As with his 1903 painting, Silver Favourites, his later works often featured blocks and bands of colour and tone, famously the bright blues of sea and sky contrasting with white marble, rendered almost luminous in the Mediterranean sunshine. This divisionist approach prefigured early twentieth-century art and Modernism. By this time, he had also consolidated his style and felt more relaxed in his treatment of historic detail, sometimes evoking an the essence of an era rather than a precise time and place. He had branched out into fashion, interior décor, theatre design, furniture and fabric design — all informed by his knowledge of classical examples — and he began to include items of his own design in his paintings.
At the time of his death in 1912 Sir Lawrence Alma-Tadema had signed more than 400 paintings and produced a great many more in addition to sketches, studies, illustrations, and numerous designs. He was interred at St Paul’s Cathedral and a major commemorative exhibition was presented the following year at the Royal Academy.

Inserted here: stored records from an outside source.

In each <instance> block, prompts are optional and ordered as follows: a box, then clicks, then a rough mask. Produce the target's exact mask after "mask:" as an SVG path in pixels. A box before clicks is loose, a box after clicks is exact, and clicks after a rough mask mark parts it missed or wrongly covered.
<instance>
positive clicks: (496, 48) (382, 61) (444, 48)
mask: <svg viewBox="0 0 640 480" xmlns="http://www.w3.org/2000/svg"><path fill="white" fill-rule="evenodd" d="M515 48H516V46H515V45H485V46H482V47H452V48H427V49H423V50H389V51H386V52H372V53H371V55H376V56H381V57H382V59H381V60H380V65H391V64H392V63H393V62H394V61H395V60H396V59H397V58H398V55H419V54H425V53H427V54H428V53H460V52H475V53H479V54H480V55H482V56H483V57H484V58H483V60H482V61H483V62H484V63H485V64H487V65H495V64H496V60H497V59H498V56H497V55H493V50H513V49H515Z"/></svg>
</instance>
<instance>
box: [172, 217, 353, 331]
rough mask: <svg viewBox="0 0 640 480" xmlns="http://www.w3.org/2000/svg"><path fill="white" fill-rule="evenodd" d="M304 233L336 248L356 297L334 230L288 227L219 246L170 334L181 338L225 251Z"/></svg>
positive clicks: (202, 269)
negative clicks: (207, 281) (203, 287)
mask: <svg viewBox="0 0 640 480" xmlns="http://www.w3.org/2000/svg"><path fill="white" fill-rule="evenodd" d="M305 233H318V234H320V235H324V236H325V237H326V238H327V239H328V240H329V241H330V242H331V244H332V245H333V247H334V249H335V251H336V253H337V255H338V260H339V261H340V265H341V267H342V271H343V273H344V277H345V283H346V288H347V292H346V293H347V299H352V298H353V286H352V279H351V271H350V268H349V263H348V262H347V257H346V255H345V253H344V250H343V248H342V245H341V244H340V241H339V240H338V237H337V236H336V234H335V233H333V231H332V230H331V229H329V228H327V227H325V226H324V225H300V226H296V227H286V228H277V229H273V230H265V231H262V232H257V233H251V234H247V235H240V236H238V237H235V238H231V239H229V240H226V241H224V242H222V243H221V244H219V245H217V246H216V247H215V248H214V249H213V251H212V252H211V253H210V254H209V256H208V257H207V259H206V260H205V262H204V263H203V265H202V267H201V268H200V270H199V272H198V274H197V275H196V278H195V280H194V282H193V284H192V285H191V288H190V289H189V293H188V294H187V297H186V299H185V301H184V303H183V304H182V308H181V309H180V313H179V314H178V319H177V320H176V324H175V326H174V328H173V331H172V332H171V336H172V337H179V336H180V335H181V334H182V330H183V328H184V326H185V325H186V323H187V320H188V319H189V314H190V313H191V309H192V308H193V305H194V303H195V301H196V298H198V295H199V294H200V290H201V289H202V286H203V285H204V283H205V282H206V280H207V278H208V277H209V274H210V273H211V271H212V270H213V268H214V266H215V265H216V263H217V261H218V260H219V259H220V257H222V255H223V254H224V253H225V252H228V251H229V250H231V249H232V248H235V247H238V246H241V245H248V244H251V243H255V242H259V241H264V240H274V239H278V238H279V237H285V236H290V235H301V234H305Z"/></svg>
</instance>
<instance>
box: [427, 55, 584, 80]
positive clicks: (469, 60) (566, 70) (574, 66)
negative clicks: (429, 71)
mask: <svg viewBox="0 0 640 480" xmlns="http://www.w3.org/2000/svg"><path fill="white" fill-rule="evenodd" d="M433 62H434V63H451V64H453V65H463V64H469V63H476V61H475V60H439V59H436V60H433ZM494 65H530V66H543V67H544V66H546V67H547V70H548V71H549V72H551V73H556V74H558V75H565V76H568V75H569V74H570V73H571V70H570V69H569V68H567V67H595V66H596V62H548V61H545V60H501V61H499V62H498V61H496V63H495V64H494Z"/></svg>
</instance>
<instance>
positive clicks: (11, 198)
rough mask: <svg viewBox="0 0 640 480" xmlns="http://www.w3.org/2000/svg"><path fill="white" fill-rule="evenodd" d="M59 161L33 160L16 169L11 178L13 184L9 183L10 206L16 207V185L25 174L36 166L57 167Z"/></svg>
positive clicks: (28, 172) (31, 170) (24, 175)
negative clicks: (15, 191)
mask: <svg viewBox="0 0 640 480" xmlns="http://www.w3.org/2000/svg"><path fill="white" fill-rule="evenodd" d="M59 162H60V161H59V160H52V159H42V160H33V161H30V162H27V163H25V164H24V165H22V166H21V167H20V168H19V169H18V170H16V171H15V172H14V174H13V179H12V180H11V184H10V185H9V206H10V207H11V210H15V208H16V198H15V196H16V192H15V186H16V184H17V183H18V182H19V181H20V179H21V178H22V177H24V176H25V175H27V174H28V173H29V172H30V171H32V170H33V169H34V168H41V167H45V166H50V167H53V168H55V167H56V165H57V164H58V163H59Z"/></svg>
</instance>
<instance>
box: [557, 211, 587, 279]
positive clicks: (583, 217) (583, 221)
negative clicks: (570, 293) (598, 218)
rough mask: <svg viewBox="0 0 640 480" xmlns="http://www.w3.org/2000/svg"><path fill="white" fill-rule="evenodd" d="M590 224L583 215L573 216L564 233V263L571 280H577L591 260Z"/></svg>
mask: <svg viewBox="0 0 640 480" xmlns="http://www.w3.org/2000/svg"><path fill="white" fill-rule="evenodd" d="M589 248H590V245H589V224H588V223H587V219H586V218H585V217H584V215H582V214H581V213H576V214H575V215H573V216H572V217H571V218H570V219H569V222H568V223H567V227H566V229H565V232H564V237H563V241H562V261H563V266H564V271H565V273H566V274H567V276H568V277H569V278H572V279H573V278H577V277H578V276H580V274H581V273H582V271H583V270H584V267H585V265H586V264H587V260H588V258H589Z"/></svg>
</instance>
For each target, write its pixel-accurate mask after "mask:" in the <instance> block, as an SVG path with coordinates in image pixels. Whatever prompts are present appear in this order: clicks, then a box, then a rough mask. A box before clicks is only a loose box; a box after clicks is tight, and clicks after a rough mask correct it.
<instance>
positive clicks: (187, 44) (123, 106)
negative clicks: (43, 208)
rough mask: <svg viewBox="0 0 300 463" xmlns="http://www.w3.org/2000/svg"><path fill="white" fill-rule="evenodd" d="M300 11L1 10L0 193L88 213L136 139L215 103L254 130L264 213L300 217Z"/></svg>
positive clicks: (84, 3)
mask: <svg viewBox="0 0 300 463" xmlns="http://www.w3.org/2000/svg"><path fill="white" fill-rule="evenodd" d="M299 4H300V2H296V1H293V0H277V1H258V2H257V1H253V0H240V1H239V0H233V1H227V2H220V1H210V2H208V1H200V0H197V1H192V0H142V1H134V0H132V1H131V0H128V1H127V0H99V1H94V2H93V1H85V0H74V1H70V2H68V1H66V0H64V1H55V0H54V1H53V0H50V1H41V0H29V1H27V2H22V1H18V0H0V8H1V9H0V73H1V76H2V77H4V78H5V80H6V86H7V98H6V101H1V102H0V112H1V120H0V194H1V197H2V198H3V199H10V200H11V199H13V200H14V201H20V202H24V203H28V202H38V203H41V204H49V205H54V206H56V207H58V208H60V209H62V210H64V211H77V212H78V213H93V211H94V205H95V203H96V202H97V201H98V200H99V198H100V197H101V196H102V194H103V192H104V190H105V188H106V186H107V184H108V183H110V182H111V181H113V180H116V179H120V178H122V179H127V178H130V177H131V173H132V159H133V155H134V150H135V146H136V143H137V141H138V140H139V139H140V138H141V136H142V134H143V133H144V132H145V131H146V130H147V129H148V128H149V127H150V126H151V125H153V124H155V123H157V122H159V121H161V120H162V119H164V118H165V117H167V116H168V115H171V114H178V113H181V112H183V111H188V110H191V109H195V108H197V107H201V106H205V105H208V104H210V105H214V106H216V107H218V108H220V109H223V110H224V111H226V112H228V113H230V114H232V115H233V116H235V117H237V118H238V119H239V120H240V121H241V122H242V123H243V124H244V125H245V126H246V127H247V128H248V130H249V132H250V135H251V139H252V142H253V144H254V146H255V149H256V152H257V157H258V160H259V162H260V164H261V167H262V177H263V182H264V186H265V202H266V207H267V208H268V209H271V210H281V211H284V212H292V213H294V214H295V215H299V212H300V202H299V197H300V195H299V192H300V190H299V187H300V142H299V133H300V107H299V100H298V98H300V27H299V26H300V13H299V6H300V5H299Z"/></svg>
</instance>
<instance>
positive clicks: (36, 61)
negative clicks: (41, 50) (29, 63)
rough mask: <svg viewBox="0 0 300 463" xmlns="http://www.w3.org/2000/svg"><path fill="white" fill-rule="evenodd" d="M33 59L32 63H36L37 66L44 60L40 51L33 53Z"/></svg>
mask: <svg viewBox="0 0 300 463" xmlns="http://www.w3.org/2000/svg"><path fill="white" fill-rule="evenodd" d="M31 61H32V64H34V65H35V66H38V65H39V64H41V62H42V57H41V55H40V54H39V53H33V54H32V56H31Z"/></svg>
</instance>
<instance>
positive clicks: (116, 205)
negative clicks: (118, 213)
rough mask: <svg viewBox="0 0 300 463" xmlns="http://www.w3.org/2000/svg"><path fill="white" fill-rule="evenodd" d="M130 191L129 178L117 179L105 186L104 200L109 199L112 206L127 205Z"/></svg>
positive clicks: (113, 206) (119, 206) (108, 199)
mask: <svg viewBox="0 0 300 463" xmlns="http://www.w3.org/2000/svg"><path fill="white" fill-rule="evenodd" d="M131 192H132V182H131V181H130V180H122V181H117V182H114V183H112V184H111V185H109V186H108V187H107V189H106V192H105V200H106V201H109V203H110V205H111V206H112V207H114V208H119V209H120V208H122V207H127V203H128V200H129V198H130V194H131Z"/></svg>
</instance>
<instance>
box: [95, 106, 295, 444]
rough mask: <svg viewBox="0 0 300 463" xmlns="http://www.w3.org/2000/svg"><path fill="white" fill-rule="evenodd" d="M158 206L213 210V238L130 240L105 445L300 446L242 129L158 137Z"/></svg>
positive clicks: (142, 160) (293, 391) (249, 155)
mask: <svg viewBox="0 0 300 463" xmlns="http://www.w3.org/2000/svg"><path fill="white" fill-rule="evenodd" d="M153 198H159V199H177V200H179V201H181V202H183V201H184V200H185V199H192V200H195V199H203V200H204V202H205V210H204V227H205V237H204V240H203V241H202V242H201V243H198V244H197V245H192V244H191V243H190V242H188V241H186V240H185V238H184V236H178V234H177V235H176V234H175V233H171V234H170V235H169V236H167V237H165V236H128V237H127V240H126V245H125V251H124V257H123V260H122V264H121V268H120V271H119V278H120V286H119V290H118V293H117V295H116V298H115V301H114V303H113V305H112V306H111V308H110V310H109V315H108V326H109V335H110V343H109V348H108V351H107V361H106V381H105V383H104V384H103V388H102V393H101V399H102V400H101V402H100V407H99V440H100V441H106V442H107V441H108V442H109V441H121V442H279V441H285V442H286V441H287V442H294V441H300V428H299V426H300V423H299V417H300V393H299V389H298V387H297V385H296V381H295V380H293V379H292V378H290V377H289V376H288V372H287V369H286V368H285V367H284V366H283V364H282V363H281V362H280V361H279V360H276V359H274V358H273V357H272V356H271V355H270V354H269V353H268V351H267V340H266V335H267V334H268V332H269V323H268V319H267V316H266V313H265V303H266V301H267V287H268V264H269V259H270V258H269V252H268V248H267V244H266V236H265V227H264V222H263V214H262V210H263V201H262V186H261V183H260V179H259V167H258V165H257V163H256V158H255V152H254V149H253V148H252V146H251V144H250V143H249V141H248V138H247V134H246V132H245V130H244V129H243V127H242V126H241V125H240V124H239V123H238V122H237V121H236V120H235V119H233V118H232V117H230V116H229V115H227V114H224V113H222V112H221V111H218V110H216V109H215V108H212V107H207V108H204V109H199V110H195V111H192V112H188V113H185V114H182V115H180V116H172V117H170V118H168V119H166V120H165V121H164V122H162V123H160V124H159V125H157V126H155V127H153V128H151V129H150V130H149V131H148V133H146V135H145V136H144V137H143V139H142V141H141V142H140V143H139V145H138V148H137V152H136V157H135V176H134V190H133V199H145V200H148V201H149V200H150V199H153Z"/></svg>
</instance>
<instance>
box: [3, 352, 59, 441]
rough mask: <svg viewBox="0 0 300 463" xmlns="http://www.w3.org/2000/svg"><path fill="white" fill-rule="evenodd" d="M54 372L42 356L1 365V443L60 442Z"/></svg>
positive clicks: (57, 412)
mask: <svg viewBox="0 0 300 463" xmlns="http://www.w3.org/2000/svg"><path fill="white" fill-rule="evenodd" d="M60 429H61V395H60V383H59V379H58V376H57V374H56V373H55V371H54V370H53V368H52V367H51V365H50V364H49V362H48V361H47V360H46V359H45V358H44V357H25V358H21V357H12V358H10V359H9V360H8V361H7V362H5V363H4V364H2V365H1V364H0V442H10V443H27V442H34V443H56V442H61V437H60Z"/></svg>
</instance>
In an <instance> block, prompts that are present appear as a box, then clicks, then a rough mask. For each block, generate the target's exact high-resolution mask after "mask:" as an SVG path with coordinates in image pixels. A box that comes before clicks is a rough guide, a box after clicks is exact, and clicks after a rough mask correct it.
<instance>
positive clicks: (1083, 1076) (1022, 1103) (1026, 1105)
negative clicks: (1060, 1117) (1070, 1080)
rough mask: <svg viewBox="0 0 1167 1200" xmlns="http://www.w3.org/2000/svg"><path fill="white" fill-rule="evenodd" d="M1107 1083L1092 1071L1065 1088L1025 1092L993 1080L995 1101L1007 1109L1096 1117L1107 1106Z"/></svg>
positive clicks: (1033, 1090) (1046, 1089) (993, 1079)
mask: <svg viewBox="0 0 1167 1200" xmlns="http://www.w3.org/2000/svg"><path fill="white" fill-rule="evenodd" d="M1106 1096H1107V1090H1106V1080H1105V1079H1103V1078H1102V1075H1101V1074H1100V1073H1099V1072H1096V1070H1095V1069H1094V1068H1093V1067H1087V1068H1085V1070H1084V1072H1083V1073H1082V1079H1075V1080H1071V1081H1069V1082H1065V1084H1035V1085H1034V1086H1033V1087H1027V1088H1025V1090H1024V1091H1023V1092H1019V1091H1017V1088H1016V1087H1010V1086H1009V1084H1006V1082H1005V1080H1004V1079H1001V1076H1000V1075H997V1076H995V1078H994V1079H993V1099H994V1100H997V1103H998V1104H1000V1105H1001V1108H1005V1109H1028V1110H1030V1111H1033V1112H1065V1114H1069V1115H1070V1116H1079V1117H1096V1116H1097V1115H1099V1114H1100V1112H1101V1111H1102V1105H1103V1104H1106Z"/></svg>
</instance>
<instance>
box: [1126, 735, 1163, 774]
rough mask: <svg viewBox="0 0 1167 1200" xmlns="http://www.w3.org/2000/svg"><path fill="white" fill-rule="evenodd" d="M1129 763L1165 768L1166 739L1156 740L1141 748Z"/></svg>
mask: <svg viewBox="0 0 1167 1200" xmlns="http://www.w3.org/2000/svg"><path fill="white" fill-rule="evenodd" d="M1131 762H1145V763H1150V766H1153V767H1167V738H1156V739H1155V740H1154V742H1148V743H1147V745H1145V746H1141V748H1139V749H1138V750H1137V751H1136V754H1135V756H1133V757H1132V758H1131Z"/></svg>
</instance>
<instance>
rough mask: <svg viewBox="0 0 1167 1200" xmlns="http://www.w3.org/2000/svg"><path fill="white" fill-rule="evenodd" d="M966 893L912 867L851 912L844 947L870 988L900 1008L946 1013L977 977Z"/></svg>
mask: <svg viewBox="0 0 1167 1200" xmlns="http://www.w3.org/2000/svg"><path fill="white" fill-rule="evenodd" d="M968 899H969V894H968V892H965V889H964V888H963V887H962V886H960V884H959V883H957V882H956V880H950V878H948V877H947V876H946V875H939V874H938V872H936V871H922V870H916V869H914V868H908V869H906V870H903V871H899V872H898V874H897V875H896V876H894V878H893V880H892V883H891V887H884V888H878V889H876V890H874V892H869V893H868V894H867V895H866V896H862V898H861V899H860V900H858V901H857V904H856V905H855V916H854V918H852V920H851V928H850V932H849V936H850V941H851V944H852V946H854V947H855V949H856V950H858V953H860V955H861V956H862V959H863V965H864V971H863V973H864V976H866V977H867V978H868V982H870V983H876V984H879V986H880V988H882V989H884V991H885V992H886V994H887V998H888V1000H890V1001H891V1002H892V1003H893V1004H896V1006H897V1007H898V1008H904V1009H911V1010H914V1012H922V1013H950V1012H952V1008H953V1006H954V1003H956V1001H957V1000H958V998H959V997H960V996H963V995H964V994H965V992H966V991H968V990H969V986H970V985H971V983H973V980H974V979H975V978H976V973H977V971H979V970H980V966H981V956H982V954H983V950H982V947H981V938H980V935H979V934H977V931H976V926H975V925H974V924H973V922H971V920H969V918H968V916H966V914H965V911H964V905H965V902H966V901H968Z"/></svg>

Of course, art never follows but leads fashion… and, despite its obvious skill and integrity, collectors were becoming less interested in Alma-Tadema’s ‘photo-realistic’ work and, instead, the Impressionists, Post-Impressionists, and the first inklings of Cubism, were the new fashion. For one of his last major paintings, The Finding of Moses (1904), Alma-Tadema had been paid £5,250. In the mid-1930s it came up for public sale valued at less than £900. It next came up for auction in 1960 and failed to sell…
In 2010 that same work was auctioned in New York and sold for nearly 36 million US dollars, the highest price ever paid for a Victorian painting. So, anyone who managed to pick up an Alma-Tadema from a bric-a-brac shop for twenty quid whilst out of fashion, well done!